Development Guide & Philosophy

This document outlines the engineering philosophy and thought process behind mappingtools. It serves as a meta-guide for how we approach problems, make decisions, and maintain quality.

Core Philosophy: "Intuition-Led, Rigor-Backed"

We believe that good software architecture often starts with a "feeling"—an intuitive sense of symmetry, safety, or simplicity. We trust these instincts but verify them with rigorous testing and analysis.

1. Trust the "Smell"

If a feature feels "off," "asymmetrical," or "too magical," stop immediately. Do not code through the doubt.

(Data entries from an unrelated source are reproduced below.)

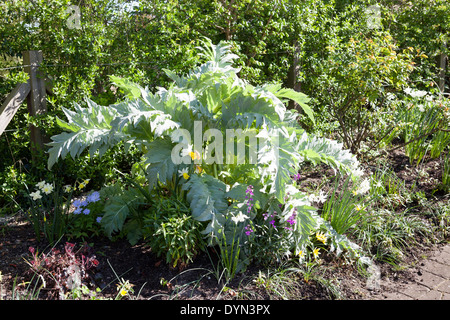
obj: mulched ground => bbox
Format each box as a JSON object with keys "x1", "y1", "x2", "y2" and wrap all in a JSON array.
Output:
[{"x1": 0, "y1": 146, "x2": 443, "y2": 300}]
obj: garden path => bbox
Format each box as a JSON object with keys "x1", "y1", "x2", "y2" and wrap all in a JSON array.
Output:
[{"x1": 377, "y1": 244, "x2": 450, "y2": 300}]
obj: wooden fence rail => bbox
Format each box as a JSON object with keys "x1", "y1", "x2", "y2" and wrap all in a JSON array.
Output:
[{"x1": 0, "y1": 51, "x2": 48, "y2": 157}]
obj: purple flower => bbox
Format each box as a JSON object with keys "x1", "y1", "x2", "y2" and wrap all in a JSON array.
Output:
[
  {"x1": 287, "y1": 212, "x2": 297, "y2": 226},
  {"x1": 269, "y1": 220, "x2": 277, "y2": 230},
  {"x1": 245, "y1": 224, "x2": 253, "y2": 236},
  {"x1": 86, "y1": 191, "x2": 100, "y2": 203},
  {"x1": 245, "y1": 185, "x2": 253, "y2": 213},
  {"x1": 73, "y1": 200, "x2": 81, "y2": 208}
]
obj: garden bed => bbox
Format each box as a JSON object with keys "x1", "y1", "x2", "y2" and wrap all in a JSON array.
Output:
[{"x1": 0, "y1": 151, "x2": 447, "y2": 300}]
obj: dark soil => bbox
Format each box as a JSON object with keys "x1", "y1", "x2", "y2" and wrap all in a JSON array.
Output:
[{"x1": 0, "y1": 146, "x2": 448, "y2": 300}]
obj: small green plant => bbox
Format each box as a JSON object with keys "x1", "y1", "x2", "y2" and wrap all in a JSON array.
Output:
[
  {"x1": 396, "y1": 88, "x2": 450, "y2": 165},
  {"x1": 441, "y1": 152, "x2": 450, "y2": 191},
  {"x1": 25, "y1": 242, "x2": 99, "y2": 299},
  {"x1": 27, "y1": 181, "x2": 72, "y2": 245},
  {"x1": 143, "y1": 197, "x2": 204, "y2": 268}
]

  • Action: Pause development. Refactor the architecture until the feeling resolves.
  • Example: We initially had separate Dictifier and AutoDictifier classes. This felt asymmetrical. We refactored them into a single Dictifier class with a Dictifier.auto() factory method.

2. Safety Over Magic

We prefer explicit, predictable behavior over implicit, "magical" behavior that might crash at runtime.

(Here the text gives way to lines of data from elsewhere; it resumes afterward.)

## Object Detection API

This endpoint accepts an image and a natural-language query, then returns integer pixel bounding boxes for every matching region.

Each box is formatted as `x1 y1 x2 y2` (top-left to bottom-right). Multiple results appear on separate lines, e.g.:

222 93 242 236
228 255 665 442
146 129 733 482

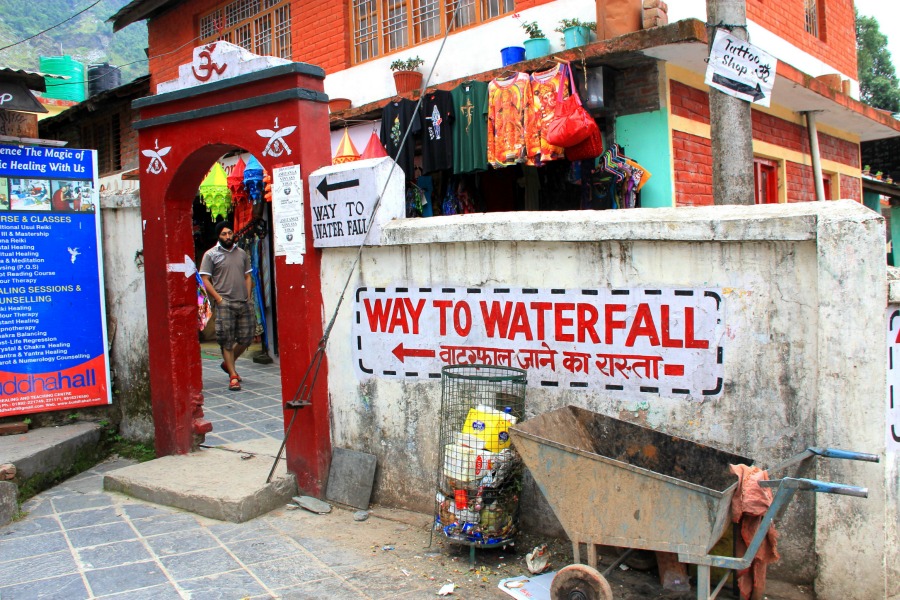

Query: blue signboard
0 145 112 416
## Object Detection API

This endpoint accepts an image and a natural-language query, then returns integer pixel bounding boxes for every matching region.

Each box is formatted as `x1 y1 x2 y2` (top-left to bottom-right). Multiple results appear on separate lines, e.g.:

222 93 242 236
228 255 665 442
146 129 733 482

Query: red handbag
566 123 603 162
544 64 599 148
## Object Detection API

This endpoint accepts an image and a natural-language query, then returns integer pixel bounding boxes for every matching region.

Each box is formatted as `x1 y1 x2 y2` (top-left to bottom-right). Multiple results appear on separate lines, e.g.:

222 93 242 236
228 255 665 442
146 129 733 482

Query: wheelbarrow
510 406 878 600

  • Action: Isolate "magic" (like type inference) into separate classes or optional modes. Default to strictness.
  • Example: Dictifier is strict by default. Auto-inference is only enabled via the explicit Dictifier.auto() factory.

3. The "Devil's Advocate" Testing

We don't just test that it works; we test that it fails correctly. We actively hunt for edge cases.

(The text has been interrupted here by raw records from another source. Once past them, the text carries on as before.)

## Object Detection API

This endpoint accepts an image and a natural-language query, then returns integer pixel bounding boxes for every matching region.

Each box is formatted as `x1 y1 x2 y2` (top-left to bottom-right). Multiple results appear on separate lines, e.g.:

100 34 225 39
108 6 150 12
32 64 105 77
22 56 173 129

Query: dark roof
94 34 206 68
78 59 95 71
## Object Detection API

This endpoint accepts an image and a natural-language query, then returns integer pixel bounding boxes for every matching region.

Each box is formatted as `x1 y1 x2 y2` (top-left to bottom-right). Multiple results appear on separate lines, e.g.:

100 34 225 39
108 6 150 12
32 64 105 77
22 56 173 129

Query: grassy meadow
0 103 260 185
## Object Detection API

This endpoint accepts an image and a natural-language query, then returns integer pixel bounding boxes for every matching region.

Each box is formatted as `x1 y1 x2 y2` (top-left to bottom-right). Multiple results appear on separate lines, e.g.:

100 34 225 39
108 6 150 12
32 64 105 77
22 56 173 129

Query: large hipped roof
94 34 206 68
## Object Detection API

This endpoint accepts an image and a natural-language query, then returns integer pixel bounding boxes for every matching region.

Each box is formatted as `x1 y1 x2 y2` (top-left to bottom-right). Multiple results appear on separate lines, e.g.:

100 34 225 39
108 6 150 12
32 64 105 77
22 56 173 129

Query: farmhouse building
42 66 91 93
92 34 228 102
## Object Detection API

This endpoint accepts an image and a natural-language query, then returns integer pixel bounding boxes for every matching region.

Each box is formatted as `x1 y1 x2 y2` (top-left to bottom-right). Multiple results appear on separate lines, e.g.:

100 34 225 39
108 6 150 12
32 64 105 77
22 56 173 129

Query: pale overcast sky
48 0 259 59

  • Action: Write tests for empty collections, recursion loops, unresolvable type hints, and weird inheritance structures.
  • Example: We added tests for generator methods to document their behavior, which led to the discovery of a subtle bug in our async detection logic.

4. Ergonomics First

Code is for humans. If the API is clunky, the implementation doesn't matter.

  • Action: Design the "User Experience" of the library (imports, function names) before finalizing the implementation.
  • Example: We added the map_objects factory and kept the @dictify decorator as a convenient alias for the more cohesive Dictifier.of() class method.

5. Prune Ruthlessly

Avoid the "Sunk Cost Fallacy." Just because we built it doesn't mean we keep it.

  • Action: If a feature complicates the core value proposition without adding proportional value, sideline or delete it.
  • Example: We built and then deleted the AutoDictifier class once we realized it was a "mode," not a "type."

The Development Loop

When contributing to this project, follow this mental loop:

  1. Expand: Brainstorm features (Async? Deep Proxying?).
  2. Critique: Look for safety risks and API bloat.
  3. Refine: Split classes, rename concepts, and simplify.
  4. Verify: Write tests that try to break your new code.
  5. Reflect: Does this align with the library's core mission?

Architectural Patterns

  • Mode vs. Type: If you have two classes that differ only by a small behavior (like inference), consider merging them into one class with a mode flag or factory method.
  • Factory Method Pattern: If a decorator creates a specialized subclass, consider moving that logic into a classmethod on the base class (e.g., Dictifier.of()). It improves cohesion.

Coding Standards

Code Organization

  • Regions: Use # region Region Name and # endregion comments to group related functions or classes within a file. This improves navigability in large files.

Testing

  • AAA Pattern: Structure tests using the Arrange-Act-Assert pattern. Use comments to explicitly delimit these sections.
    def test_example():
        # Arrange
        data = {...}
    
        # Act
        result = process(data)
    
        # Assert
        assert result == expected
    

Collaborating with AI

  • The Meta-Cognitive Loop: For AI agents, explicitly asking for "Thought Traces," "Design Reviews," or "SWOT Analyses" yields better results than just asking for code.
  • Trust the Instinct: When you feel "asymmetry" or a "code smell," communicate that feeling to the AI. It's a valuable signal that can trigger a productive refactoring path.

This philosophy was distilled from the development session of the structures namespace.